Guidance from the Senate parliamentarian that several provisions in earlier iterations of the bill would have to fall out – or be subject to a 60-vote threshold on the floor, a likely death sentence – affected a $10 billion reimbursement fund for states that incurred border security and immigration enforcement costs during the Biden administration.
Other provisions subject to “Byrd rule” violations initially included $250 million to repair a fire-damaged Coast Guard station on South Padre Island, Texas, and $85 million to transfer the retired space shuttle Discovery to Houston from its display at the National Air and Space Museum Steven F. Udvar-Hazy Center in Chantilly, Va.
Cruz removed the South Padre Island money from his new text, apparently figuring there was no feasible way to salvage the provision in a way that didn’t look like an earmark — which is frowned on in reconciliation bills.
But Cruz potentially found a creative way to make the shuttle transfer a reality, if the parliamentarian complies. He removed specific references to Johnson Space Center in Houston — which would take ownership of the Discovery — in favor of a more generic NASA “field center … that is involved in the administration of the Commercial Crew Program” as defined in the 2017 NASA authorization law.
NASA’s Commercial Crew Program, which works with companies like Boeing and Elon Musk’s SpaceX, is based at Kennedy Space Center in Florida but about half the people working on the program are based at Marshall Space Flight Center in Huntsville, Ala. — and Johnson Space Center.
Cruz and Sen. John Cornyn, R-Texas, earlier this year introduced legislation to direct the shuttle move, and Cornyn and Rep. Randy Weber, R-Texas, visited Space Center Houston, the visitor complex where the Discovery would be displayed, last Friday.
Cornyn, who is facing a tough primary challenge from Texas Attorney General Ken Paxton, pledged to bring the iconic shuttle to Houston. He and and other Texas Republicans argue the move would right a historical wrong perpetrated by the Obama administration in 2011 when it awarded the four retired shuttles to other locales deemed likelier to attract more visitors.
And the reconciliation package has the money to do it now — unless the parliamentarian intervenes again.
The earlier $10 billion border fund advisory was the biggest blow to the Texas GOP delegation.
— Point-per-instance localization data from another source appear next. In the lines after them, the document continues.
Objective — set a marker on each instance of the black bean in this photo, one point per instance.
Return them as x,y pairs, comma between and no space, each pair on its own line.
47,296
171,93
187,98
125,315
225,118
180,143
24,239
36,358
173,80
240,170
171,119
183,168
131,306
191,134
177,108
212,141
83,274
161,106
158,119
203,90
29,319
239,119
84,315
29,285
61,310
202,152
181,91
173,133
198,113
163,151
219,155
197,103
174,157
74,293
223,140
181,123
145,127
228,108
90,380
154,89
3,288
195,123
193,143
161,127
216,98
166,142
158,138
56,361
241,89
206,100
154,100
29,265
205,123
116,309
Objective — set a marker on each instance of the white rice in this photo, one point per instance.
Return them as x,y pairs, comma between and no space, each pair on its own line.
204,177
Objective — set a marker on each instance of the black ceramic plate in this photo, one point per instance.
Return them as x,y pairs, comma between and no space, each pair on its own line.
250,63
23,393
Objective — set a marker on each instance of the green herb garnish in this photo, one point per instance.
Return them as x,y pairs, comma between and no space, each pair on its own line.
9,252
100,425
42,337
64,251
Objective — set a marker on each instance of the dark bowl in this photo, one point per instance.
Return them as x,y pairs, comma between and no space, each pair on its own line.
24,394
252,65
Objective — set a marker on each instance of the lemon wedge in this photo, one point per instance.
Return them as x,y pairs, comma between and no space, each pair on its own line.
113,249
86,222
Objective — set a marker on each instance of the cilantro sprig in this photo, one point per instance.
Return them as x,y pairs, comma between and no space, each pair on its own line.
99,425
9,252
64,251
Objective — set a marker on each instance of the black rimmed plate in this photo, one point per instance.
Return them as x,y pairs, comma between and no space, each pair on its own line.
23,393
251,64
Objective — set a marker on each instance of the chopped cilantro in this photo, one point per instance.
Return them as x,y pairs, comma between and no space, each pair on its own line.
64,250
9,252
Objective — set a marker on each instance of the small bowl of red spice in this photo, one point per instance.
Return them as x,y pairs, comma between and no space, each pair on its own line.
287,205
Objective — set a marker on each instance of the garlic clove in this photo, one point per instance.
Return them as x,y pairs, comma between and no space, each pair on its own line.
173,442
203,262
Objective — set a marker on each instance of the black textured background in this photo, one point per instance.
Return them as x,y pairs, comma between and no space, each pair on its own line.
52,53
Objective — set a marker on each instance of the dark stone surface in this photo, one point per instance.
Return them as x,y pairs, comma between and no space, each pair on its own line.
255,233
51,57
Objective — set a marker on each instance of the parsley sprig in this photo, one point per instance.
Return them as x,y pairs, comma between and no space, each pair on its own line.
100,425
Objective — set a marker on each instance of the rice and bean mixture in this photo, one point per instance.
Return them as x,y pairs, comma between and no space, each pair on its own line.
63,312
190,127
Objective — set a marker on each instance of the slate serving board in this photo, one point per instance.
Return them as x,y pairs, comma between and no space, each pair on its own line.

Coupled with another $3.5 billion in the Judiciary panel’s text, there was more than enough to reimburse the $11 billion their state spent on Operation Lone Star during the Obama administration. That included border wall construction, apprehension and detention costs, among other things.
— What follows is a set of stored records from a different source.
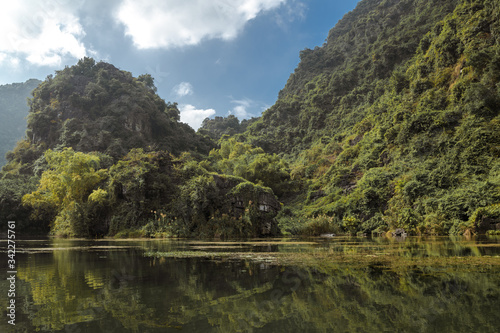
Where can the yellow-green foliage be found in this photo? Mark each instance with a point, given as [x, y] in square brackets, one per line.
[253, 164]
[65, 188]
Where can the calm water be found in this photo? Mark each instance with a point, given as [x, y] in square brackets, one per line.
[279, 285]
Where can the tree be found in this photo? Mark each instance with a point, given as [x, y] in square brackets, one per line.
[69, 189]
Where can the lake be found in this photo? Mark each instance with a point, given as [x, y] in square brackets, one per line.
[340, 284]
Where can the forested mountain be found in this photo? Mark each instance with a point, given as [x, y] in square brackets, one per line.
[104, 155]
[392, 123]
[13, 111]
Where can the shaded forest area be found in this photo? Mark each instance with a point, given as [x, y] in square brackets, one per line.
[392, 123]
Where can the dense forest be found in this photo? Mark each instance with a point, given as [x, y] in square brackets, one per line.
[13, 112]
[392, 123]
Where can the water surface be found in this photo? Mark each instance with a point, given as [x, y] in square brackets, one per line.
[270, 285]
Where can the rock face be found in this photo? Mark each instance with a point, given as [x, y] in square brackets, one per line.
[242, 197]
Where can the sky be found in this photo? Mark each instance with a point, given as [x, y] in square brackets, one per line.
[212, 57]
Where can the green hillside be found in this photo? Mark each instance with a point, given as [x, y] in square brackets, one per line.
[13, 111]
[392, 123]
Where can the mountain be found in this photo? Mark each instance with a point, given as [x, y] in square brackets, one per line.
[97, 107]
[394, 121]
[13, 111]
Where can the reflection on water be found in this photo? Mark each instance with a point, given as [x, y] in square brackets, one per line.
[279, 285]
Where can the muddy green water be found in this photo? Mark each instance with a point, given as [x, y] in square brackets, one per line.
[278, 285]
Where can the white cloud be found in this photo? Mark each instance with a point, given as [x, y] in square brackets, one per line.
[194, 117]
[183, 89]
[241, 108]
[43, 33]
[175, 23]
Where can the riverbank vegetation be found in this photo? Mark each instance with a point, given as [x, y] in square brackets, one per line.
[392, 123]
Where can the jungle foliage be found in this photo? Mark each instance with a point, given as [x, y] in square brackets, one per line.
[13, 111]
[392, 123]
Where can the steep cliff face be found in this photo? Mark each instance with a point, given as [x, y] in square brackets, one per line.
[394, 122]
[13, 111]
[333, 84]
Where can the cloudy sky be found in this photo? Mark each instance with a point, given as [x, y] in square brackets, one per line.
[213, 57]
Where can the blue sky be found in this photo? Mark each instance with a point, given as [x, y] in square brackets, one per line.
[212, 57]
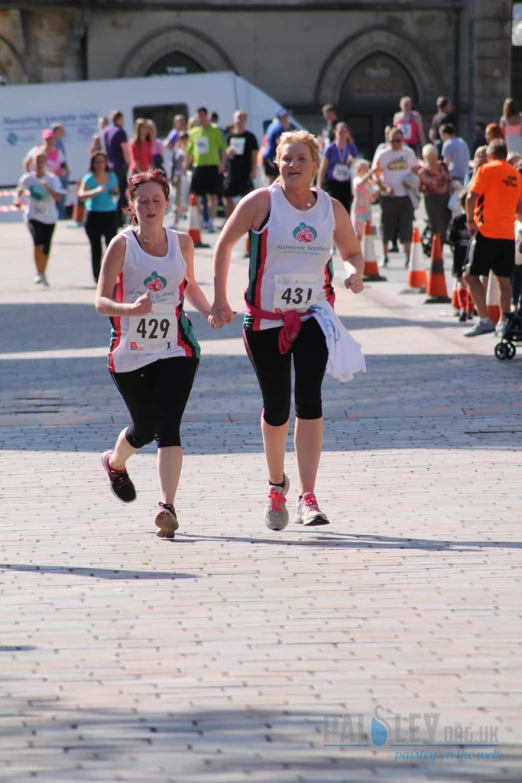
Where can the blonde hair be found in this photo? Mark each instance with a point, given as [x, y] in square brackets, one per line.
[429, 149]
[298, 137]
[360, 163]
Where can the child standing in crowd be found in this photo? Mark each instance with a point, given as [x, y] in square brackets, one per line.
[364, 193]
[459, 239]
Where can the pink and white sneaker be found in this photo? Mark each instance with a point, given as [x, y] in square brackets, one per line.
[276, 512]
[308, 512]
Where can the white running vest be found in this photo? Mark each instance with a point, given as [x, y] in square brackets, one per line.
[290, 258]
[165, 332]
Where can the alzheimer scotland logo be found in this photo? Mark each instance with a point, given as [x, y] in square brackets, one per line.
[413, 736]
[304, 233]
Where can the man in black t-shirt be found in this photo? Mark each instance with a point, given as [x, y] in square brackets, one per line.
[443, 116]
[241, 165]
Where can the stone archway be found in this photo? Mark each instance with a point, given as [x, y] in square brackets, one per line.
[363, 44]
[10, 66]
[177, 39]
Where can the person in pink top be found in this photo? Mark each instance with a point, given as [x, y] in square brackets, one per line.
[511, 124]
[364, 194]
[55, 159]
[410, 123]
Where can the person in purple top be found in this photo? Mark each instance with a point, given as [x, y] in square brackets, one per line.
[114, 142]
[334, 174]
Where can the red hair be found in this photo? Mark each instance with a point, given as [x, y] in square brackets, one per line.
[156, 175]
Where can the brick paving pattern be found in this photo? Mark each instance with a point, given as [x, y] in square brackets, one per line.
[216, 658]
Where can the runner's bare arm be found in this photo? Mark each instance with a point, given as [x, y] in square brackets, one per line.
[249, 213]
[349, 248]
[321, 177]
[193, 292]
[111, 268]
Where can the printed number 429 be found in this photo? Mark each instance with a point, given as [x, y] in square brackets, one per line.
[149, 330]
[297, 294]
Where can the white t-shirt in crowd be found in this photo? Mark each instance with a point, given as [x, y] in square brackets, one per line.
[394, 166]
[41, 207]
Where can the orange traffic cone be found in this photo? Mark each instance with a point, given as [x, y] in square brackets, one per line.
[371, 270]
[416, 274]
[492, 304]
[79, 210]
[436, 287]
[194, 229]
[455, 295]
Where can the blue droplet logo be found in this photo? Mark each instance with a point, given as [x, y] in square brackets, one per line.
[379, 732]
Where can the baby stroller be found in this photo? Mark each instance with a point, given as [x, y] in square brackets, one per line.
[506, 348]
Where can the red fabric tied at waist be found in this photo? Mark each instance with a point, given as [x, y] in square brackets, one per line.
[291, 324]
[291, 321]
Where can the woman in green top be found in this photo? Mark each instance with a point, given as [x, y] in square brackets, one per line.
[99, 189]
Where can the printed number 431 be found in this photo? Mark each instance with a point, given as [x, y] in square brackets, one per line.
[149, 330]
[295, 296]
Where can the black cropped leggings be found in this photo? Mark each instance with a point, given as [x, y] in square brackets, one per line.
[273, 371]
[156, 396]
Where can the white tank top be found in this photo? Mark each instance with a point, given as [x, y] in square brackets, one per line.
[165, 332]
[290, 258]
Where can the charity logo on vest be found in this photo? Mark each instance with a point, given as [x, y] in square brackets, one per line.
[155, 282]
[304, 233]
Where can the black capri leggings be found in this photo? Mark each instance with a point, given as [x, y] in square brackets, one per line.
[42, 234]
[156, 396]
[98, 225]
[273, 371]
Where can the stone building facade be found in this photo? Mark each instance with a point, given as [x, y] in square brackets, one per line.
[360, 54]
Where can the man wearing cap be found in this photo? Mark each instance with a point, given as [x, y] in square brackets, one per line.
[279, 125]
[55, 159]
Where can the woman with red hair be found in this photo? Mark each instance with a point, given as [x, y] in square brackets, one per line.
[146, 274]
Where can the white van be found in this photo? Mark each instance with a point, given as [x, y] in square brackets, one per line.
[25, 110]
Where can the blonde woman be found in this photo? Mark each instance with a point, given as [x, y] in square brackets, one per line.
[140, 147]
[292, 227]
[511, 124]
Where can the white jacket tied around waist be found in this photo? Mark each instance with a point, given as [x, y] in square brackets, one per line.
[345, 356]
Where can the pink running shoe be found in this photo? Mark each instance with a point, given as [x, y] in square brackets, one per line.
[308, 512]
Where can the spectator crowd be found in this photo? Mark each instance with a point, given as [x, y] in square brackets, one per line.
[471, 192]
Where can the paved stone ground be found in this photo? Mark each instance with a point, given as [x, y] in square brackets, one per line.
[216, 658]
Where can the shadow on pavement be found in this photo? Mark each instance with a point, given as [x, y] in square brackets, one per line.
[348, 541]
[204, 745]
[97, 573]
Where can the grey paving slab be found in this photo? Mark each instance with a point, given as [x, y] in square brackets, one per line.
[216, 658]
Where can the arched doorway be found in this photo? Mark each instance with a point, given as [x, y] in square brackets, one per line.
[370, 96]
[175, 63]
[366, 76]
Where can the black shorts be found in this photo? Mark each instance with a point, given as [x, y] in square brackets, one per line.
[397, 212]
[237, 186]
[270, 168]
[206, 180]
[495, 254]
[42, 234]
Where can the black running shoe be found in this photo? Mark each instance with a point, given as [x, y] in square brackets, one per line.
[166, 521]
[121, 485]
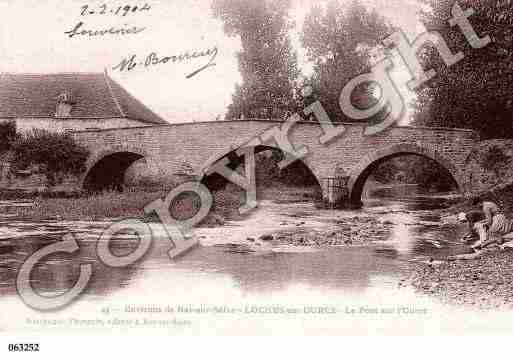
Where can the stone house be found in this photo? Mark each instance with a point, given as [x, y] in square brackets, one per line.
[70, 102]
[65, 102]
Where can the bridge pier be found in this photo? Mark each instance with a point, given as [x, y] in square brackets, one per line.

Top Texas Republicans in both chambers like Cornyn and Rep. Chip Roy said they wouldn’t back the bill without the money included. Given the need to round up the votes among their razor-thin majorities, adding the border state reimbursement fund is critical to GOP leaders’ whip efforts.
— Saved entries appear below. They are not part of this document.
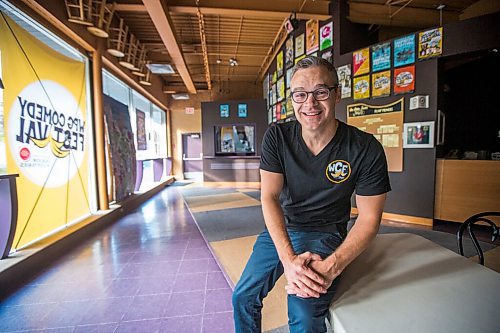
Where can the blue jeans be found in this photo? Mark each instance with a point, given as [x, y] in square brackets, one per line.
[263, 270]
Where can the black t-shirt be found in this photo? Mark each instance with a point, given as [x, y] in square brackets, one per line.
[317, 190]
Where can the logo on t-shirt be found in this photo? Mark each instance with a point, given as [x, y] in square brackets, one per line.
[338, 171]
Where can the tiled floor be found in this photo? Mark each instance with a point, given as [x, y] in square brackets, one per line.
[150, 272]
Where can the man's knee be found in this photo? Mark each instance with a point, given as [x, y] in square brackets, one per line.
[306, 315]
[243, 297]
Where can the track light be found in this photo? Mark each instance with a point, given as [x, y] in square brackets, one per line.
[233, 62]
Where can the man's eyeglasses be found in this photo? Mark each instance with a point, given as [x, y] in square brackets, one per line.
[320, 94]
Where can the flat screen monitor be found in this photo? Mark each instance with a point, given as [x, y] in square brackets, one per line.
[235, 140]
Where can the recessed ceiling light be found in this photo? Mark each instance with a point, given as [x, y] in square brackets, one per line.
[161, 68]
[180, 96]
[233, 62]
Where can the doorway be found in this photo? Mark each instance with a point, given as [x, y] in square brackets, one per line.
[192, 156]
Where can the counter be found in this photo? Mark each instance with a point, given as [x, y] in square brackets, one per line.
[466, 187]
[231, 168]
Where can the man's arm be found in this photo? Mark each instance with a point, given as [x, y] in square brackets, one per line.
[370, 210]
[305, 280]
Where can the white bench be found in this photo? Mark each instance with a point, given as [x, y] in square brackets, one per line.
[406, 283]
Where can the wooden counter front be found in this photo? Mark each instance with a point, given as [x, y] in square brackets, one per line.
[466, 187]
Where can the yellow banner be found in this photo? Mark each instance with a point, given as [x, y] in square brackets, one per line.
[46, 132]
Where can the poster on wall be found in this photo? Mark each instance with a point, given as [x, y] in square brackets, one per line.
[299, 45]
[404, 79]
[289, 52]
[404, 50]
[289, 77]
[312, 38]
[361, 62]
[289, 104]
[299, 58]
[283, 110]
[385, 122]
[381, 57]
[265, 90]
[273, 94]
[328, 55]
[119, 130]
[326, 36]
[281, 89]
[361, 87]
[242, 110]
[418, 135]
[279, 64]
[430, 43]
[141, 130]
[381, 84]
[46, 133]
[224, 110]
[344, 74]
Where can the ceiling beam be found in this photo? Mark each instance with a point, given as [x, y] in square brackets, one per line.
[263, 14]
[158, 11]
[369, 13]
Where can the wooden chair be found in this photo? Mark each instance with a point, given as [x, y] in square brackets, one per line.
[79, 11]
[118, 39]
[481, 217]
[141, 62]
[102, 15]
[131, 50]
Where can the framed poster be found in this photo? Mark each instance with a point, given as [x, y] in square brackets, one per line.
[326, 36]
[418, 135]
[385, 122]
[381, 84]
[299, 46]
[274, 78]
[283, 110]
[224, 110]
[289, 52]
[361, 61]
[328, 55]
[404, 50]
[344, 74]
[381, 57]
[280, 93]
[279, 64]
[288, 77]
[404, 79]
[273, 94]
[141, 130]
[242, 110]
[430, 43]
[362, 87]
[299, 58]
[289, 105]
[312, 38]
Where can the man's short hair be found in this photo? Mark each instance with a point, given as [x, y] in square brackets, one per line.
[312, 61]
And for Cornyn, it would help demonstrate his clout in the race against Paxton, who is campaigning to topple the incumbent in part by arguing he is tougher on the border and more in line with President Donald Trump’s policies.
But Senate Parliamentarian Elizabeth MacDonough had raised questions about granting money to states for border security and immigration enforcement functions that are traditionally, and statutorily, within the federal government’s purview, Democrats said.
Graham’s proposed workaround would add a “terms and conditions” stipulation on the border money: “Nothing in this section shall authorize any State or local government to exercise immigration or border security authorities reserved exclusively to the Federal Government” under the Immigration and Nationality Act or the 2002 law establishing the Homeland Security Department.
At press time, there was no final word from the parliamentarian that she’d OK’d the new language.